The objectives of nonclinical safety studies are to define the pharmacological and toxicological effects not only prior to initiation of human clinical trials but throughout the clinical development.

All non-clinical studies should be conducted to Good Laboratory Practice, and the status of which is confirmed by inspection by an EU Member State or a country that is a member of the Organisation of Economic Co-operation and Development (OECD). Prior to the initiation of any studies, the Quality Affairs department would need to perform their inspections and obtain the documentation to confirm this.

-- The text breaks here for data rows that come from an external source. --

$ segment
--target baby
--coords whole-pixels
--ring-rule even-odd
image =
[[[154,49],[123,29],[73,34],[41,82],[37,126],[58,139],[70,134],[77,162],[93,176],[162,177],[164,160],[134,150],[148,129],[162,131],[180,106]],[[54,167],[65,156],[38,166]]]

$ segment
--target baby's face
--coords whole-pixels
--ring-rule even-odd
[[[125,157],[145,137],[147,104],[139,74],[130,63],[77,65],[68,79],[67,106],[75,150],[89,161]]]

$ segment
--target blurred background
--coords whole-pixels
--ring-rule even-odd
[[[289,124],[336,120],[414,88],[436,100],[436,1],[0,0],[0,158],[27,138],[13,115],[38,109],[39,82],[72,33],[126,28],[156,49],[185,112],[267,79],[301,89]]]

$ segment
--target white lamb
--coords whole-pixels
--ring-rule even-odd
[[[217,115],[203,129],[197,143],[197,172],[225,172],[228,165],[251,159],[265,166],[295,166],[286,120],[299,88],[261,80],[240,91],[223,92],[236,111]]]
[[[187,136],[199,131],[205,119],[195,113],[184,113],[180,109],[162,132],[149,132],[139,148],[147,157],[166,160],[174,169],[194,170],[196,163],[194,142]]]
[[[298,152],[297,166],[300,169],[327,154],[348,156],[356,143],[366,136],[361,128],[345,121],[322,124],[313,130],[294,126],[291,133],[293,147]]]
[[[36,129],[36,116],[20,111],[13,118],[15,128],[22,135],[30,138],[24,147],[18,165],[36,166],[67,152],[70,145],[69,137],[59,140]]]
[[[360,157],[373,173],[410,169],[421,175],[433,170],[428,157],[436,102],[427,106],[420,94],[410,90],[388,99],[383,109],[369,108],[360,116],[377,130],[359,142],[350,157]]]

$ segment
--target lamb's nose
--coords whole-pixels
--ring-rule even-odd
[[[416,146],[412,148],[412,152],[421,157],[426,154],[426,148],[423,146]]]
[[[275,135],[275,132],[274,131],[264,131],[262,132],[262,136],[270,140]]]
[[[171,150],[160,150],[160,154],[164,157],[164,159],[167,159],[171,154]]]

When designing nonclinical studies, the stability of the test material under the condition of use must be established; this is referred to in the ICH guideline ‘Preclinical Safety Evaluation of Biotechnology Derived Pharmaceuticals S6 (R1)’. A protocol describing the experiment designed to demonstrate the stability of and compatibility of the IMP with the administration devices was prepared and approved prior to execution. The data generated in accordance with the protocol, was evaluated and reported before the actual nonclinical study was initiated. Performing this activity after the nonclinical study has concluded is a risky approach not to mention the temptation for confirmation bias when interpreting the data; I have been in those situations. The stability study is always designed to mirror the actual procedures for administration to the concerned animals.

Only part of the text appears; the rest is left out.